When visual images go into the brain, they go straight into storage without having to process them. This storehouse of images may not make sense to the child as he receives them, but they remain there, waiting until the brain has enough info to process the image into something meaningful.
Think of it like putting a puzzle together without the box. The child has a pile of pieces (images) that don’t make a lot of sense. Little by little the pieces are joined together until enough of the picture emerges and the child has an Aha! Moment where he gets whatever you were trying to teach. Up until that point, the child may have seemed lazy, unmotivated or unwilling to learn. What may look like disobedience can really be your child processing through a problem without enough pieces of the puzzle yet.
Your child’s brain has a continually running video camera. Images are constantly being recorded and put into long-term storage even if the brain cannot process them right away. Once they are in the brain, the child has a storehouse of images to pull from to make sense of the world. The images also provide hooks on which to hang more images or to add some verbal teaching.
How to Reverse Engineer Learning
Many textbooks work by feeding students a little information at a time, building to a whole picture. To understand the whole, the student has to be able to retain all the little bits of info taught along the way. This teaching method relies on a strong short-term memory.

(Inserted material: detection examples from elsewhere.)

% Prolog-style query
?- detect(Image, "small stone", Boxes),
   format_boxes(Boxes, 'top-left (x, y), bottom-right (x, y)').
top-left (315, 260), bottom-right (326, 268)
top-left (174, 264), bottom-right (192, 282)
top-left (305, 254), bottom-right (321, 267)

For our kids, that does not work too well. They gain understanding better if you give them the whole first, and then “speak to the picture” by taking it apart and showing one piece at a time. Teaching this way is like reverse engineering the topic. As they learn, they have the context of the bits and pieces they are learning so it is easier for them to make sense of the new information.
For example, let’s say you want to make a main dish for dinner using a complex recipe. You’ve read it over and over and can’t quite picture what to do. Then you see a picture of the dish and the recipe suddenly makes sense when you can see the finished product. In other words, you can reverse engineer the recipe a lot easier when you have a picture of the final product.
List of 30 Visual Aids
- Pictures, photographs
- Symbols, Icons
- Infographics, pictographs
- Realia (real world objects)
- Drawings, sketches
- Coloring pages
- Graphic organizers
- Flow Charts
- Mind Maps
- Flash Cards, Card Decks
- Flannel Boards
- Puppets, Toy characters
- Slide shows/presentations
Some of these visual aids, like demonstrations and experiments, are activities where the student can participate to further enhance learning. Other ways to make visual learning more active are things like field trips, crafts, models, dioramas and file folders or lapbooks using foldables.
When you are ready to teach a subject, I encourage you to look over this list to give you ideas on how you get best teach the material based on the subject and your child’s abilities and interests.
Part of my Philosophy of Education
I believe that our special needs kids can understand far more than they can express. Therefore, they should be taught as much as they can learn—even (or especially) moderate to severe kids.
Why, you might ask? Because even though they may not be able to participate in a conversation, their lives are enriched when they can understand and follow a conversation. Think of being in a foreign land and knowing a little of the language where you can get the gist of conversations versus knowing nothing about the language and sitting there while social connection goes on all around you. Feed your child’s mind so they can participate intellectually if not verbally.
To do this, you will need to take advantage of therapies to help your child developmentally and teaching methods that work around those delays. Teaching visually is one of the teaching methods that allows you to bypass some deficits, allowing your child to learn at a higher level than they can show through testing and verbal skills.